Si ritrovò in una sala rettangolare dalle pareti altissime tappezzate di antichi volumi rilegati in pelle. Altri scaffali si protendevano dalle pareti, simili a costole, inframezzati da radiatori di ghisa che crepitavano e sibilavano, dando l’inquietante sensazione che la stanza fosse viva. Kirsch fece scorrere lo sguardo sulla passerella protetta da una balaustra ornata che girava tutto attorno alla sala a livello del secondo piano e capì con certezza dove si trovava.
“La famosa biblioteca di Montserrat” pensò, sorpreso di esservi stato ammesso. Si diceva che quella stanza sacra custodisse testi unici e rarissimi, accessibili soltanto ai monaci che avevano dedicato la loro esistenza a Dio e che vivevano segregati su quella montagna. «Lei ha chiesto riserbo» disse il vescovo. «Questo è il nostro luogo più riservato. Pochissimi estranei vi sono mai entrati». «Un vero privilegio. La ringrazio».
Kirsch seguì il vescovo a un grande tavolo di legno a cui erano seduti due uomini anziani. Quello sulla sinistra sembrava logorato dal tempo, con occhi stanchi e una barba bianca arruffata. Indossava un abito nero sgualcito, una camicia bianca e un cappello floscio di feltro.

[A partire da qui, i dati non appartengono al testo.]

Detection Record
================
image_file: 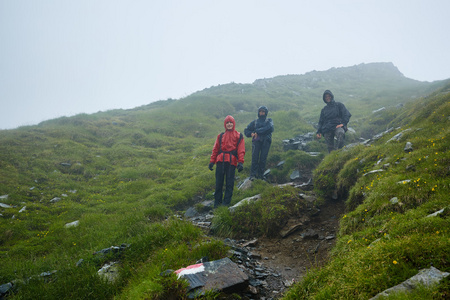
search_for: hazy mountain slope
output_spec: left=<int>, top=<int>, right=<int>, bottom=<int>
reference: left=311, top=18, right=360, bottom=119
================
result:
left=0, top=64, right=446, bottom=299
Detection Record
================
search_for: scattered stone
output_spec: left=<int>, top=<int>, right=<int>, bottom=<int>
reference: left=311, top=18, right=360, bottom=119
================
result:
left=372, top=106, right=386, bottom=114
left=228, top=194, right=261, bottom=212
left=238, top=177, right=252, bottom=191
left=300, top=228, right=319, bottom=239
left=242, top=239, right=258, bottom=247
left=280, top=223, right=303, bottom=238
left=93, top=244, right=130, bottom=255
left=389, top=197, right=398, bottom=204
left=175, top=257, right=249, bottom=297
left=363, top=169, right=384, bottom=176
left=307, top=152, right=320, bottom=156
left=283, top=132, right=315, bottom=151
left=386, top=128, right=411, bottom=143
left=289, top=170, right=301, bottom=181
left=397, top=179, right=411, bottom=184
left=97, top=261, right=119, bottom=282
left=298, top=193, right=316, bottom=203
left=427, top=208, right=445, bottom=218
left=403, top=142, right=413, bottom=152
left=406, top=165, right=416, bottom=171
left=184, top=207, right=198, bottom=218
left=64, top=220, right=80, bottom=228
left=50, top=197, right=61, bottom=203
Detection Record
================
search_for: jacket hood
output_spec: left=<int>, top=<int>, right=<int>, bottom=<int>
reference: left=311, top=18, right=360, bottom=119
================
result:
left=257, top=105, right=269, bottom=119
left=223, top=115, right=236, bottom=131
left=322, top=90, right=334, bottom=104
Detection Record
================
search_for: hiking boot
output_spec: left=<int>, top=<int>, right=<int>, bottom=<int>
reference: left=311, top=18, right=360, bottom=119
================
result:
left=331, top=190, right=337, bottom=200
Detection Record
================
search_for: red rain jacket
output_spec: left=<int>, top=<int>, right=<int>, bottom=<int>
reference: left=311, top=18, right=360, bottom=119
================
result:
left=209, top=116, right=245, bottom=166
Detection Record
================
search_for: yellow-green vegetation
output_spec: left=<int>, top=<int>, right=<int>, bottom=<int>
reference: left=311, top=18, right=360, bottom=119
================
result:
left=0, top=70, right=449, bottom=300
left=285, top=86, right=450, bottom=299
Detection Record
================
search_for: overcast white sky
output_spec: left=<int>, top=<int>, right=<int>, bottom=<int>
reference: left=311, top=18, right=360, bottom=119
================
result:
left=0, top=0, right=450, bottom=129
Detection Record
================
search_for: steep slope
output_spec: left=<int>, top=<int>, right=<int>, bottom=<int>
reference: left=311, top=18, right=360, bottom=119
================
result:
left=285, top=85, right=450, bottom=299
left=0, top=64, right=443, bottom=299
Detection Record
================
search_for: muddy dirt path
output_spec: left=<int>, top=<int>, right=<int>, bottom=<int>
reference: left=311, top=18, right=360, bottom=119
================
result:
left=254, top=197, right=345, bottom=281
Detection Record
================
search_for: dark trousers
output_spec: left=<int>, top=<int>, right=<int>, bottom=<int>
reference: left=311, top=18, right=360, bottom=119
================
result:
left=214, top=162, right=236, bottom=207
left=323, top=127, right=345, bottom=153
left=250, top=139, right=272, bottom=179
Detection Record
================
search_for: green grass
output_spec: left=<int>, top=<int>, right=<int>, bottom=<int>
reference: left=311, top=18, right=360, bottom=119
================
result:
left=0, top=69, right=449, bottom=299
left=285, top=82, right=450, bottom=299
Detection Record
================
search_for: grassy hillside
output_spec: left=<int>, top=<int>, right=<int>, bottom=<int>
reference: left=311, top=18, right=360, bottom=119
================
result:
left=285, top=85, right=450, bottom=299
left=0, top=64, right=449, bottom=299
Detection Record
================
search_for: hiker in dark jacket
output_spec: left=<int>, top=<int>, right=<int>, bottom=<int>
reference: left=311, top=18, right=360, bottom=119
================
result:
left=244, top=106, right=273, bottom=180
left=317, top=90, right=352, bottom=153
left=208, top=116, right=245, bottom=208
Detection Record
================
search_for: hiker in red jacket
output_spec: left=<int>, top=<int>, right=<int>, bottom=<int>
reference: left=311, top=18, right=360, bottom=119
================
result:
left=208, top=116, right=245, bottom=208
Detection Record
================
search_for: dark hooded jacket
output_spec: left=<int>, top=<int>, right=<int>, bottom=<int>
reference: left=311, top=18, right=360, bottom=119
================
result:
left=317, top=90, right=352, bottom=134
left=244, top=106, right=273, bottom=141
left=209, top=116, right=245, bottom=166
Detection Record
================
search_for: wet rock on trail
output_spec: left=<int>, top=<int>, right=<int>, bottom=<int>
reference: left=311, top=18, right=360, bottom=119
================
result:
left=184, top=182, right=345, bottom=299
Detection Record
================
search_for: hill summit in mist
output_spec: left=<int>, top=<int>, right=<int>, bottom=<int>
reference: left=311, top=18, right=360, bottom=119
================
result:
left=0, top=63, right=450, bottom=299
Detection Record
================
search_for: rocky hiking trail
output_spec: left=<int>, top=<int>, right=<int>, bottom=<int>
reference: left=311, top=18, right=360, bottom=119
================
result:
left=184, top=179, right=345, bottom=299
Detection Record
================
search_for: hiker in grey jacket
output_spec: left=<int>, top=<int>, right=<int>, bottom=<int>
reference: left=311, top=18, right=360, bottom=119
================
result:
left=244, top=106, right=273, bottom=180
left=317, top=90, right=352, bottom=153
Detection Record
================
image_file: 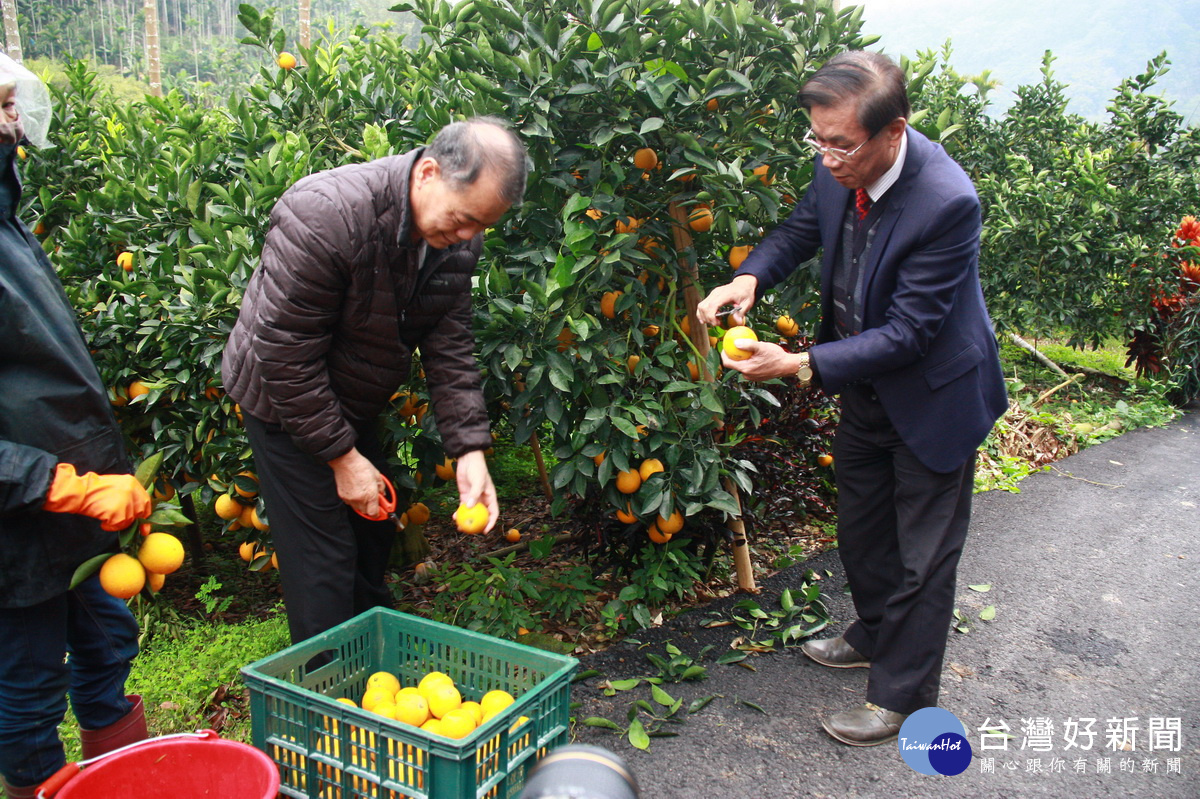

«Le presento il rabbino Yehuda Köves» disse il vescovo. «È un eminente studioso dell’ebraismo e ha scritto un gran numero di testi sulla cosmologia della cabala».
Kirsch allungò il braccio sopra il tavolo e strinse educatamente la mano al rabbino. «È un piacere conoscerla» disse. «Ho letto i suoi libri sulla cabala. Non posso dire di averli capiti, ma li ho letti».
Köves rispose con un affabile cenno del capo, asciugandosi con un fazzoletto gli occhi acquosi.
«E qui» proseguì il vescovo, indicando l’altro religioso «abbiamo l’ allamah Syed al-Fadl».